1. Downloading workunit
- Address of server with workunit should be available to set by user.
- Client connect to server by HTTP protocol and send username and password by basic access authentication without waiting for authentication challenge from server.
- After successfully authorization, download new workunit file.
- If client use proxy, must send two additional HTTP headers:
Cache-control: no-cache\r\n
Pragma: no-cache\r\n
- If client have support for run multiple crawlers simultaneously, should queue all crawlers (so, only one crawler connect to server from client in this same time).
2. Crawling
- Client should check correctness of downloaded workunit before start crawling. If workunit is invalid, drop it and back to download stage.
- Crawls the URLs given by the workunit. For each URL in a workunit, sends one request to the given host. If a response is received, writes the response text in an .arc file.

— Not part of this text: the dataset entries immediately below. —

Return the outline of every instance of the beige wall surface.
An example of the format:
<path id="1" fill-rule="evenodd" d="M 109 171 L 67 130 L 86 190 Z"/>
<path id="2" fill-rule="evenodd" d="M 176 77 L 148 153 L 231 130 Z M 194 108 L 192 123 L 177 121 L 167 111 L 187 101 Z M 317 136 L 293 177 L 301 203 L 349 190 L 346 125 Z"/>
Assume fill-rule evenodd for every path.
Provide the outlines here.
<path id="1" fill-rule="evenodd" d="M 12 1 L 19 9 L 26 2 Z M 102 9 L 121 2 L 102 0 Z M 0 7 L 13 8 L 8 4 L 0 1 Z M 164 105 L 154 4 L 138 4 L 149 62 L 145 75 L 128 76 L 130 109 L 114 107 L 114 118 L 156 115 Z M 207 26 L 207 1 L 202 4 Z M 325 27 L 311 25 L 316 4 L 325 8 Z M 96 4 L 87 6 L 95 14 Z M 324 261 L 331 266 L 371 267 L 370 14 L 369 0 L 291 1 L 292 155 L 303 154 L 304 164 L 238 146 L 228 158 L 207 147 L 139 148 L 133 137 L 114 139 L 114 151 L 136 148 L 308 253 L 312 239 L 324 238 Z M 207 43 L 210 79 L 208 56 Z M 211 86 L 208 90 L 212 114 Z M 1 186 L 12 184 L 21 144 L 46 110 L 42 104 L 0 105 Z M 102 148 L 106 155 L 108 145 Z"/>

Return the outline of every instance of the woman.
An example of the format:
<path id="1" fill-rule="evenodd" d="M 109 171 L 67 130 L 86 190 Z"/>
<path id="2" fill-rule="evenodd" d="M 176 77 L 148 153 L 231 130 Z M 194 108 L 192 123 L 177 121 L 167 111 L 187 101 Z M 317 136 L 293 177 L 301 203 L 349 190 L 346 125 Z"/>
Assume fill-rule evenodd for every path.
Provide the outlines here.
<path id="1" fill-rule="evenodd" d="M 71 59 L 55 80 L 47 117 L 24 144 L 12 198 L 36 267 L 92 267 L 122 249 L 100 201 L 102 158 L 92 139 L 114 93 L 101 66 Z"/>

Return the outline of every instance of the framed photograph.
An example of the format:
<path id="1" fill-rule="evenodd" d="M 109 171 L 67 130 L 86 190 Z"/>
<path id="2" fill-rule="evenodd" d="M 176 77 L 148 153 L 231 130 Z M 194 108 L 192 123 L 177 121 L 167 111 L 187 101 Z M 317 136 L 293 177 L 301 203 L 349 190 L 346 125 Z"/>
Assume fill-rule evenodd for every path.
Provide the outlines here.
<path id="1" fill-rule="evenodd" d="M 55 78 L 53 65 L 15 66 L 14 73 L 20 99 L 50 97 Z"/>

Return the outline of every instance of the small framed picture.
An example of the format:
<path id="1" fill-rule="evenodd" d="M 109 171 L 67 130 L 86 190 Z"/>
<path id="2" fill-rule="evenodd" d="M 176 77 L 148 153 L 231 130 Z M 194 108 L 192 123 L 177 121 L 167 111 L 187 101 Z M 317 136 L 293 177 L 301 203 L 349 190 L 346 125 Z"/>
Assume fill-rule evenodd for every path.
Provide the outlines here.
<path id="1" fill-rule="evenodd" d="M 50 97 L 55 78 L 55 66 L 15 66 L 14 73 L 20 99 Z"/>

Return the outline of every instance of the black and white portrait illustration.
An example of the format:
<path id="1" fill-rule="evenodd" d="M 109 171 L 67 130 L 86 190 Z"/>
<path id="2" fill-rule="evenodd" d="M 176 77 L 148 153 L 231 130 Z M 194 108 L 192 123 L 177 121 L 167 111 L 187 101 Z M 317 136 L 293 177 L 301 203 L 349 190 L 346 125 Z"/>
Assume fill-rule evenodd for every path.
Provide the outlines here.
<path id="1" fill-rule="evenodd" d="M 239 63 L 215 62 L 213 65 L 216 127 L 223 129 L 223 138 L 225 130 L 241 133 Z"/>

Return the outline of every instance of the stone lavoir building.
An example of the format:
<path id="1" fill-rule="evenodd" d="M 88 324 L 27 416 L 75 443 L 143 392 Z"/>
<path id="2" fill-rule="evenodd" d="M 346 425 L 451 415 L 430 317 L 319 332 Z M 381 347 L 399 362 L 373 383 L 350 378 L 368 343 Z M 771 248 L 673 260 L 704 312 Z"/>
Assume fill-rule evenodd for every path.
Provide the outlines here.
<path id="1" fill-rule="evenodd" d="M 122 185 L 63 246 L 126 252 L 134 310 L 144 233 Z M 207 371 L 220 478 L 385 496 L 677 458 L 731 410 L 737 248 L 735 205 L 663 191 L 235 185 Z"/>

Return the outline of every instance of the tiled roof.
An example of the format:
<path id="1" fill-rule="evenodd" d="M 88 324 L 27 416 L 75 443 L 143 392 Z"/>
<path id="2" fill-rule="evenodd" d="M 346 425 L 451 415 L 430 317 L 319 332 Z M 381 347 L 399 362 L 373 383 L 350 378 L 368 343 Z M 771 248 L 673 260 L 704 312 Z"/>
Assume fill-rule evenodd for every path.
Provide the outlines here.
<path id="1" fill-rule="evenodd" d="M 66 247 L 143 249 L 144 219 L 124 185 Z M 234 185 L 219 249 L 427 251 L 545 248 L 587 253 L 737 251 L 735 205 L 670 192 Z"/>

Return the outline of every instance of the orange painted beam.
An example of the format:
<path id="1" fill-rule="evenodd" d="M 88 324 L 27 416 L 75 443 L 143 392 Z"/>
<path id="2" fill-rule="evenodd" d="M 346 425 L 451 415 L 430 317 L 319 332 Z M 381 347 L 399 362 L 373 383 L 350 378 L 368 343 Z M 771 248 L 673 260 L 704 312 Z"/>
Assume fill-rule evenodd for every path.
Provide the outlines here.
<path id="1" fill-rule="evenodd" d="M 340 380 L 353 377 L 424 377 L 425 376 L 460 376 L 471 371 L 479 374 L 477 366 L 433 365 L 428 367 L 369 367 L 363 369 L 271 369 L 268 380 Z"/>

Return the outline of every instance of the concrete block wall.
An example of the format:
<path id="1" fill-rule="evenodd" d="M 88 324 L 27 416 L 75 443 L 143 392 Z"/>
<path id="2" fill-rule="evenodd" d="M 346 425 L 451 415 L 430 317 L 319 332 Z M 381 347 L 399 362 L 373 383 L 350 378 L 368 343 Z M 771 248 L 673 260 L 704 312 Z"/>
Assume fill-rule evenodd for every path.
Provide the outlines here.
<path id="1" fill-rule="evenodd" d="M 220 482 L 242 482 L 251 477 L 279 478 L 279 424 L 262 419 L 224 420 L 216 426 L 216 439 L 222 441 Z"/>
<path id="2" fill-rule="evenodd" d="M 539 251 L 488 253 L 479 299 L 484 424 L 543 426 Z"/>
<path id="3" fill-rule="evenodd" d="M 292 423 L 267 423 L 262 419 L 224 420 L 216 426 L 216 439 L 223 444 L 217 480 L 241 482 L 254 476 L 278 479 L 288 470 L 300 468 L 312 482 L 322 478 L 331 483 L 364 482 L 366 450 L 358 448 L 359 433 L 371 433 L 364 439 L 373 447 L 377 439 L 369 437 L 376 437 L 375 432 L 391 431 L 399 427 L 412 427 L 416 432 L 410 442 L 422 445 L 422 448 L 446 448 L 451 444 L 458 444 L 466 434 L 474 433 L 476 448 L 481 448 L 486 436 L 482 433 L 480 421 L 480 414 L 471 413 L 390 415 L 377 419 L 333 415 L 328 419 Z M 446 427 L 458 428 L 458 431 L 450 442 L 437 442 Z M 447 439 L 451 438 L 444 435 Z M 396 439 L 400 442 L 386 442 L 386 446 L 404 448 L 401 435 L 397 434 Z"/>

- If response HTTP code is 200, client must parse response for new URL and create sitemap file with this same name like .arc file.
- Client must have ability to set maximum amount of bytes received in one request. By default set on 25 MB on request (later client been read it from workunits). If server send more bytes, client should wrote to .arc file only part of response.
- The client does not follow any links on the crawled pages and does not follow any redirects.
- If server return only HTTP headers, client must write that page as a client error
- Client must check content page for META ROBOTS tag. If page cannot be indexed (NOINDEX tag), client must write that page as a client error. If URL's from page cannot be fetched (NOFOLLOW tag) client cannot create sitemap file from that page
- HTTP version of request client must read from workunit file.
- Request type (at this moment - GET) client must read from workunit file.
- HTTP error codes for client:
204 - server not sent page content (when server answer is HTTP 200 and server sent only HTTP headers)
403 - page cannot be indexed due to META ROBOTS tag
404 - client cannot resolve server IP via DNS
408 - timeout
503 - server not sent any data (client connect to server but don't get any data in response)
All other errors must be encoded as HTTP 500. All errors must be written in .arc file. Example:
http://test 0.0.0.0 20080916122745 application/x-grub-error 39\n
HTTP/1.0 500 Invalid URL\r\n
\r\n
Invalid URL\n
- Order must be preserved and every request must be represented in the .arc file (none can be skipped) so that the Grub server can validate an entire workunit from the resulting .arc.
- Minimal set of HTTP headers send by client should be:
Accept: */*\r\n
Accept-encoding: gzip,deflate\r\n
Connection: close\r\n
User-Agent: [delivered from workunit file]\r\n
- If client use proxy, must send additional HTTP headers:
For HTTP/1.0
Pragma: no-cache\r\n
For HTTP/1.1
Cache-control: no-cache\r\n
Pragma: no-cache\r\n
- After successful crawling, client must compress .arc and sitemap files by Gzip program.
3. Uploading .arc files
- Address of upload server client must read from workunit file.
- Client connect to server by HTTP protocol and send compressed .arc file.
- Minimal set of HTTP headers send by client should be:
Connection: keep-alive\r\n
Content-Length: [.arc.gz + HTTP headers length in bytes]\r\n
- Request type (at this moment - PUT) client must read from workunit file.
- Delete .arc file.
- If client have support for run multiple crawlers simultaneously, should queue all crawlers (so, only one crawler connect to server from client in this same time).
4. Uploading sitemap files
- Address of upload server for sitemaps should be available to set by user.
- Client connect to server by HTTP protocol and send username and password by basic access authentication without waiting for authentication challenge from server.
- After successfully authorization, upload sitemap file.
- If client have support for run multiple crawlers simultaneously, should queue all crawlers (so, only one crawler connect to server from client in this same time).
5. Optional (but recommended) client features.
- Ability to set maximum download and upload speed for crawler(s)